11 Feb 2009

Last week I referred to some chatter which was doing the rounds about a High Court ruling to the effect that you can’t 'materially contravene' a Local Area Plan. At the time I was sceptical about the gossip, thinking it was just the latest attempt by a local authority to frustrate some planning application or other. But from what I can make out it appears to be true. I haven’t read the document myself (does anyone know of an easy way to access High Court documents?) but speaking to others who themselves also haven’t read the ruling but who have spoken to others who may have, they say some sort of High Court action went down.

You see, the planning legislation specifically says that you can make a material contravention (a relatively easy procedure) to a Development Plan. However, it does not specifically say you can carry out the same procedure to a Local Area Plan. So the High Court has decided that LAPs cannot be materially contravened. This means it’s not lawful to make minor changes to a LAP by simple vote of the Council. In order to make any kind of change at all to a LAP, Local Authorities must now pursue the much lengthier procedure of modifying the Development Plan.

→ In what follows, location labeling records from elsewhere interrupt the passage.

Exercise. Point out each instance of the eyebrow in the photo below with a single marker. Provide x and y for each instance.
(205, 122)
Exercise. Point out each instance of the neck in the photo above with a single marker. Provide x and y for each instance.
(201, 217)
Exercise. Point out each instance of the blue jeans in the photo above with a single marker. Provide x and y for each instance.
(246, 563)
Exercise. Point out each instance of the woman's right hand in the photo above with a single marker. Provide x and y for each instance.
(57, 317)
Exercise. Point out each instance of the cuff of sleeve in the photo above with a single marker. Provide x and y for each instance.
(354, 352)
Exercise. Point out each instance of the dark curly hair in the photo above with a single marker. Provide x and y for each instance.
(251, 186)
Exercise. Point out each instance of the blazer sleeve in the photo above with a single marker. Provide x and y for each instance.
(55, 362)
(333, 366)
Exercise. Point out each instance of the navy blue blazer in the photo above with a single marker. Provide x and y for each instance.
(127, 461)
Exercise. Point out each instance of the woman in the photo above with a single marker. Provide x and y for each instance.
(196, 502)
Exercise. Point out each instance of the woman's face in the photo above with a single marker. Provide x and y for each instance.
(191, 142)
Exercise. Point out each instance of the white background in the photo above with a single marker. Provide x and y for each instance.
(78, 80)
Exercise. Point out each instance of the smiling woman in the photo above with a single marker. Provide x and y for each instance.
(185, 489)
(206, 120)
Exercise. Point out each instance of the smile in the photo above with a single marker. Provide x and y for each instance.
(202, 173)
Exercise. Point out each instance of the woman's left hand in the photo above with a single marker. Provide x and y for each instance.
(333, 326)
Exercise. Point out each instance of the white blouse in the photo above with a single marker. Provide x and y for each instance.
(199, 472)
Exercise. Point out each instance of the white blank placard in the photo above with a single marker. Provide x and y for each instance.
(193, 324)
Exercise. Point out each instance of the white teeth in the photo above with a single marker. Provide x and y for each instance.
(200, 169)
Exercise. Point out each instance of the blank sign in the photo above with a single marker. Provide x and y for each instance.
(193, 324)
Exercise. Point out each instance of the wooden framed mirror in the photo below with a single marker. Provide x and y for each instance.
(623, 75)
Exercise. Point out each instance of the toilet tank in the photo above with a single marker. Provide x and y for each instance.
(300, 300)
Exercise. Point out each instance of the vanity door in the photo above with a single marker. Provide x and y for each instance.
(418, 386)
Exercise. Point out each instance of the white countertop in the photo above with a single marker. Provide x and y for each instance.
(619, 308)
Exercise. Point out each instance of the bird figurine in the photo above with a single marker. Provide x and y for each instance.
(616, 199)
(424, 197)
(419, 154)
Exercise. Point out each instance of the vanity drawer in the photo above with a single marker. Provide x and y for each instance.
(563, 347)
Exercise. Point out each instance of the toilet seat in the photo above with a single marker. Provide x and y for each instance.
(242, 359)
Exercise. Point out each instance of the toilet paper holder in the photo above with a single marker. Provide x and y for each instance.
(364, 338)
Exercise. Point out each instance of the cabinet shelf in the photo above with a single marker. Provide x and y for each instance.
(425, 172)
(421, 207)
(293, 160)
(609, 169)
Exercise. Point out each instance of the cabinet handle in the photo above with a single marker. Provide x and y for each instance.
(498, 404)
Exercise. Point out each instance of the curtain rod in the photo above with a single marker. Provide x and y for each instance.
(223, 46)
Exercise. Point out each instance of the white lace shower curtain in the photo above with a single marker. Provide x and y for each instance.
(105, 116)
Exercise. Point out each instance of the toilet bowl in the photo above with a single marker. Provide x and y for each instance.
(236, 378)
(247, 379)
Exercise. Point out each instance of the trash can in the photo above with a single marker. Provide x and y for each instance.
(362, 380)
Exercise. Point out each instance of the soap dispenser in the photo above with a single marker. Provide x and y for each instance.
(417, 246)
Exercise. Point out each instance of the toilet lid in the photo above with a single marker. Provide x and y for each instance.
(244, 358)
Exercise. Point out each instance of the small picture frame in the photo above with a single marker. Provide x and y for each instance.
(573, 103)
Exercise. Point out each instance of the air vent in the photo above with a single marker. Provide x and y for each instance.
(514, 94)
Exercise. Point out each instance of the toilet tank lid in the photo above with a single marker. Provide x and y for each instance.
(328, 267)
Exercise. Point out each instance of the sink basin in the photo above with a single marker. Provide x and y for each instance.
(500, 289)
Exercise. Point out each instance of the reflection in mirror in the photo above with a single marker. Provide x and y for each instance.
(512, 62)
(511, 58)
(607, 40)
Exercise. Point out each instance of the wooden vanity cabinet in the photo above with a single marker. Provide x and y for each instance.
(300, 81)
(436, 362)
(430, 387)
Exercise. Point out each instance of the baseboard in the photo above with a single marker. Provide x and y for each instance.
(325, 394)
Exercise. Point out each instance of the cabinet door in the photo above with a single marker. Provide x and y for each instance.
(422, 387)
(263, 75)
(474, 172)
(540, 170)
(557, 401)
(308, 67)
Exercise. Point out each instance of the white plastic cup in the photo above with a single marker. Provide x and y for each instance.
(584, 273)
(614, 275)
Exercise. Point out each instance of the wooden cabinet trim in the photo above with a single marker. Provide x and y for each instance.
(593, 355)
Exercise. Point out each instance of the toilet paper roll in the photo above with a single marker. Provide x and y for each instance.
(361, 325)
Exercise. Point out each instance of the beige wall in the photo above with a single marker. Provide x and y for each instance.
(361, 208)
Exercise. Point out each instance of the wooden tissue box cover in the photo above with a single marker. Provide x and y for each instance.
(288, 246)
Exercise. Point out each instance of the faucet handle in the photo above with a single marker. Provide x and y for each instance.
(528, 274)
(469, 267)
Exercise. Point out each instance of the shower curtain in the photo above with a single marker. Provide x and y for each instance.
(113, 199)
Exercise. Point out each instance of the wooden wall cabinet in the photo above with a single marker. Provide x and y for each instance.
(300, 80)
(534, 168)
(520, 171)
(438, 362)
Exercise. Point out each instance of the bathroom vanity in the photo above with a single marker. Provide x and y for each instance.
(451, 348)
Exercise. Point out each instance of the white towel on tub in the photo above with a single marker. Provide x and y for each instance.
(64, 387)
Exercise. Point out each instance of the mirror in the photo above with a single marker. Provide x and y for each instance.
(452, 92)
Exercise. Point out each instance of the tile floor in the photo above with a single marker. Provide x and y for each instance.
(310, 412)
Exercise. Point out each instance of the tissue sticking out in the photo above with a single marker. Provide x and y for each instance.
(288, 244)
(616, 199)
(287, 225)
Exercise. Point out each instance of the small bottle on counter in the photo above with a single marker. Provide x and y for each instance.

As we’re all aware, material contraventions have been carried out to Local Area Plans all over the Country in the past few years – two were implemented at the end of 2008 in County Clare alone. Presumably, these changes no longer have legal standing which means that development which took place on foot of their implementation should never have been allowed.

Solicitors facing redundancy because the of the property slump, your careers have just been jump restarted.